Composite

Part:BBa_K5115063

Designed by: Yi Shi   Group: iGEM24_Fudan   (2024-09-19)


hox and hyp, with EP targeted hoxF

contributed by Fudan iGEM 2023

Introduction

This composite part combines BBa_K5115052(ribozyme connected hox and hyp, without hoxF),BBa_K5115061(ribozyme+RBS+hoxF-GS-EP+stem-loop).
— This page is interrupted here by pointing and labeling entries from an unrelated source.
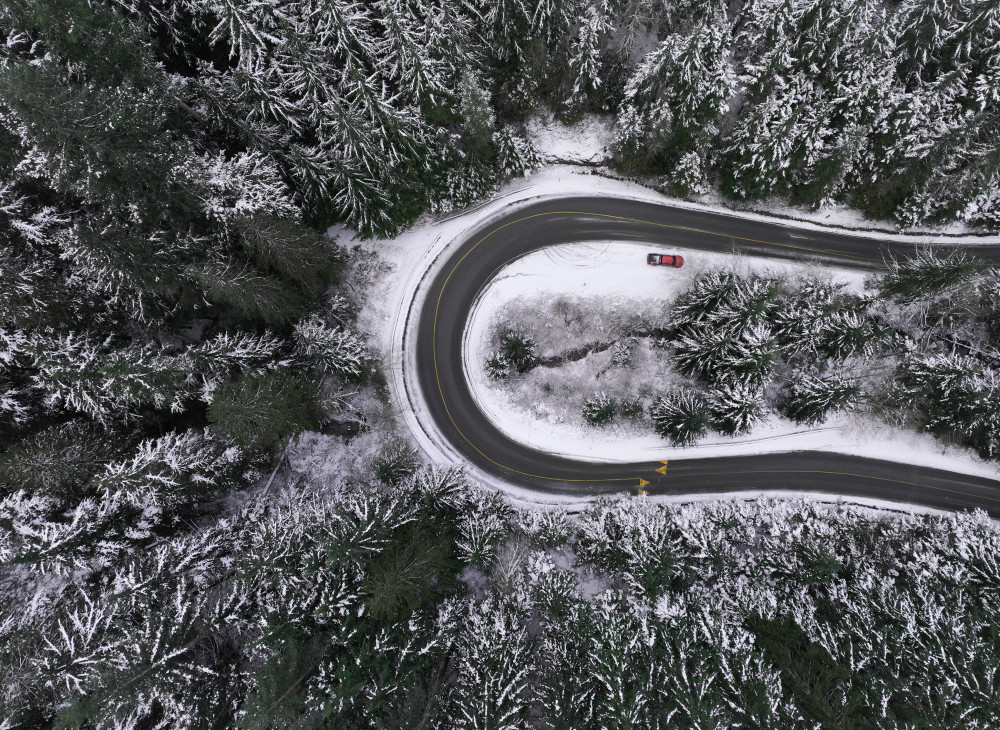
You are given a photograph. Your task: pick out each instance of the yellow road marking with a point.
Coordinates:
(642, 482)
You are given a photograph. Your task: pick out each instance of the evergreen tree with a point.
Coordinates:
(334, 349)
(599, 409)
(735, 409)
(259, 411)
(811, 399)
(492, 669)
(681, 417)
(925, 274)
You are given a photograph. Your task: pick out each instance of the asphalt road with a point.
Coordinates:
(442, 321)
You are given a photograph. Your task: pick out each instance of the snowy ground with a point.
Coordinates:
(619, 270)
(416, 255)
(588, 142)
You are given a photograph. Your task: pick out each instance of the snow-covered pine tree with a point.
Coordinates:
(258, 412)
(735, 408)
(484, 524)
(585, 61)
(926, 273)
(83, 374)
(682, 417)
(333, 349)
(492, 665)
(810, 399)
(170, 472)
We introduced this ribozyme-assisted polycistronic co-expression system from 2022. By inserting ribozyme sequences between CDSs in a polycistron, the RNA sequences of Twister ribozyme conduct self-cleaving, and the polycistronic mRNA transcript is thus co-transcriptionally converted into individual mono-cistrons in vivo.

With this design, we achieve co-expression of all the subunits of hydrogenase and EP at similar level. These parts make up the Ni-Fe hydrogenase with the hoxF targeted by EP.

The Ni-Fe hydrogenase we use is an enzyme that functions in vivo bidirectionally for NAD+ reduction and NADH oxidation coupled to H2 uptake and H2 production, respectively. [1] In our design, the Ni-Fe hydrogenase works mainly to restore the nickel to a zero valence, which can help reduce nickel toxicity and collect nickel particles. The Ni-Fe hydrogenase is made up of six major and three auxiliary subunits. The former includes hoxF, hoxU, hoxY, hoxH, hoxW and hoxI, while the latter includes hypA, hypB and hypF.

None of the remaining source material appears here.